Making the grade
Amidst the start of an academic year with record tuition rates and the largest incoming freshman class in history, one well-recognized ranking provides some evidence education quality at MSU is stable.
On Tuesday, U.S. News and World Report released its 2012 list of Best Colleges, a nationally distributed report that takes into account everything from class sizes to student-faculty ratios to graduation rates in measuring American higher education institutions.
MSU ranked 71st among all national universities, an eight-spot jump over last year’s ranking, with several academic programs placing among the best in the nation.
MSU’s Eli Broad College of Business was ranked 24th in the country among all business colleges, and the college’s supply chain management program was ranked first in the country.
But MSU as a whole still sits below eight other Big Ten schools, including the University of Michigan, which ranked 28th.
MSU tied with the University of Iowa for its No. 71 ranking.

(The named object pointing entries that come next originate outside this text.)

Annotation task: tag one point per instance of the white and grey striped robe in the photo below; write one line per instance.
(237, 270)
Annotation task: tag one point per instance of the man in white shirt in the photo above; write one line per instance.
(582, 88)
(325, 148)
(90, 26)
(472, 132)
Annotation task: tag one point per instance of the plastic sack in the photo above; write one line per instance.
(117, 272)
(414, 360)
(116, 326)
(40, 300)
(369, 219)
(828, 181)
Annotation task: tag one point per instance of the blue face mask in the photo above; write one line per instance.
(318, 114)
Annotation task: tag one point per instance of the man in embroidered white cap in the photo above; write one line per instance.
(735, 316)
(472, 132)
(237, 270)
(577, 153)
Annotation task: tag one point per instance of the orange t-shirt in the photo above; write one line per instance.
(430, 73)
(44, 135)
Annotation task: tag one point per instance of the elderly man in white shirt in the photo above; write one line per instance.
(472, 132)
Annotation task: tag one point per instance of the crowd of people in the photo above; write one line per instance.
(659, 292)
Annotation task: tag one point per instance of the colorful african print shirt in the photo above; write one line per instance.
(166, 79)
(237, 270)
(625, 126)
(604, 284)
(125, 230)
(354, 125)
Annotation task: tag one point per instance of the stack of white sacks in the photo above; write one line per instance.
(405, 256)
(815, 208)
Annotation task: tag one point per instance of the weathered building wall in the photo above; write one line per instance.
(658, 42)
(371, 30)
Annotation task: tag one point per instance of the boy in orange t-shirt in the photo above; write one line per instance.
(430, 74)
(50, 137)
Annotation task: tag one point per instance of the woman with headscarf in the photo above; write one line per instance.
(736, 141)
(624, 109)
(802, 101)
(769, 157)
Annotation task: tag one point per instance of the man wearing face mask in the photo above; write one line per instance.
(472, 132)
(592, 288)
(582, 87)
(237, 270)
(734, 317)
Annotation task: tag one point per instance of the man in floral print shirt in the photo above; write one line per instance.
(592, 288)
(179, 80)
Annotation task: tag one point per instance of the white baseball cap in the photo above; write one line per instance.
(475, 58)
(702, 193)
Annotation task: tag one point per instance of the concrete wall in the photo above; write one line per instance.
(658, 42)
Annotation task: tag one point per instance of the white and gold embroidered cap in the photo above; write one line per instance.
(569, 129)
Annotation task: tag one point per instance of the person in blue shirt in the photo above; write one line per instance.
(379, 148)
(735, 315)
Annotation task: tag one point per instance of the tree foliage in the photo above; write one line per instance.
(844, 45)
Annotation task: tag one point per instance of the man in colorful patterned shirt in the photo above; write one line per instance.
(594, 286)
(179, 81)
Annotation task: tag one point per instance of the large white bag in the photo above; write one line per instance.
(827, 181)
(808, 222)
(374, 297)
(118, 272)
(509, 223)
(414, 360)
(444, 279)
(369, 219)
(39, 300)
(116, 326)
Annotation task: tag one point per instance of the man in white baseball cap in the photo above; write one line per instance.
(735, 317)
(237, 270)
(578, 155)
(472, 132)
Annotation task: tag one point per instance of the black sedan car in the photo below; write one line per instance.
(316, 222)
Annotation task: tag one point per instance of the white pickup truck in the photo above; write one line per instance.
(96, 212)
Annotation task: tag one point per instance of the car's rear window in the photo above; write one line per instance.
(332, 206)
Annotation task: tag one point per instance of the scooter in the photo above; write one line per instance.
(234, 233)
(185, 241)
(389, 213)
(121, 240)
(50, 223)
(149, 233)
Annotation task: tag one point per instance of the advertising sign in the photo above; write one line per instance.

The University of Indiana ranked No. 75, and University of Nebraska ranked No. 101.
National universities’ participation in the U.S. News & World Report rankings was down 6 percent this year, with about 53 percent of the total number of universities providing their information for the report’s purpose according to a recent article by Inside Higher Education.
University officials said the ranking can have significant impact on admissions and faculty recruitment, as many see it as a national authority on the institute’s value and prestige.
This year’s ranking is more representative of MSU’s national standing than last year’s ranking of No. 79 since the university was ranked at No. 71 three out of the past four years, said Robert Morse, U.S. News and World Report’s director of data research, who also is an MSU alumnus.
“It shows that last year was somewhat of an aberration,” he said.
MSU’s eight-spot jump in the report’s rankings this year is “pretty significant,” senior associate provost June Youatt said.
“What it really says is we continue to move forward and advance some initiatives,” she said.
Youatt said the university remains conscious of its national reputation on a year-to-year basis.
“The way that you advance (in these rankings) is to continue to do really good work year after year after year,” she said.
“A number of these things … are just the consequence of really hard work.”
The ratings also can illustrate a university’s mission and values. MSU was the nation’s seventh-highest ranked university on the report’s “A schools for B student,” list, which Morse said shows the university’s desire to be academically diverse in its admissions process, allowing students with “nonstratospheric” applications to attend.
“They’re not just trying to admit the most elite students,” Morse said.
“They’re trying to have a bigger tent, and (they are) letting more people have a chance.”
Some programs received significant attention from U.S. News and World Report, including MSU’s Eli Broad College of Business.
The college broke the report’s top-25 this year, after the magazine ranked the college at 28th last year.
The ranking comes on the heels of a summer announcement by Forbes, who ranked MSU’s MBA program 19th in the country.
Faculty and staff within the college still have a great deal of work to do to remain relevant nationwide, said Stefanie Lenway, the college’s dean.
“It has to be acknowledged that we’re working with a lot less resources than our competitor schools,” she said.
“It’s a lot of partnering with companies. It’s getting alumni excited about what we’re doing.”
One department within the college that made a recognizable leap was MSU’s supply chain management program.
After sitting in the second spot behind the Massachusetts Institute of Technology’s top-ranked program last year, U.S. News and World Report officials ranked MSU’s program No. 1 this fall.
The ranking is the result of several key advancements made in the past year by school officials, said Dave Closs, chairperson in the Department of Supply Chain Management.
“We’ve been more proactive at working with recruiters and companies,” Closs said. “These companies see us doing interesting things.”
Supply chain management junior Eric Sundley said the ranking will “almost certainly” draw new students to the program.
“Coming in (as a business student) … when you see something that’s ranked that high, that kind of motivates you,” he said.
Youatt said, although competition is important, the administration focuses on results and class effectiveness variables — such as student-faculty ratio and graduation rate — rather than placing emphasis on its place in the Big Ten.
“Of course we aspire to climb above our colleagues, that’s part of what makes us (part of) the Big Ten,” Youatt said.
“(But) there’s structural differences among universities. … There are a whole set of variables that don’t make us equal.”
The university also emphasizes its placement in the Academic Ranking of World Universities. According to MSU’s website, the university has landed in that group’s top-100 ranking for eight consecutive years.
But not all rankings are perfect, including the U.S. News and World Reports’ list, said Stephen Sigler, the Ernest DeWitt Burton Distinguished Service Professor in the Department of Statistics at the University of Chicago.
“There is nothing that will capture in one number what every potential student will want captured,” Sigler said, “All rankings are problematic in some respects.”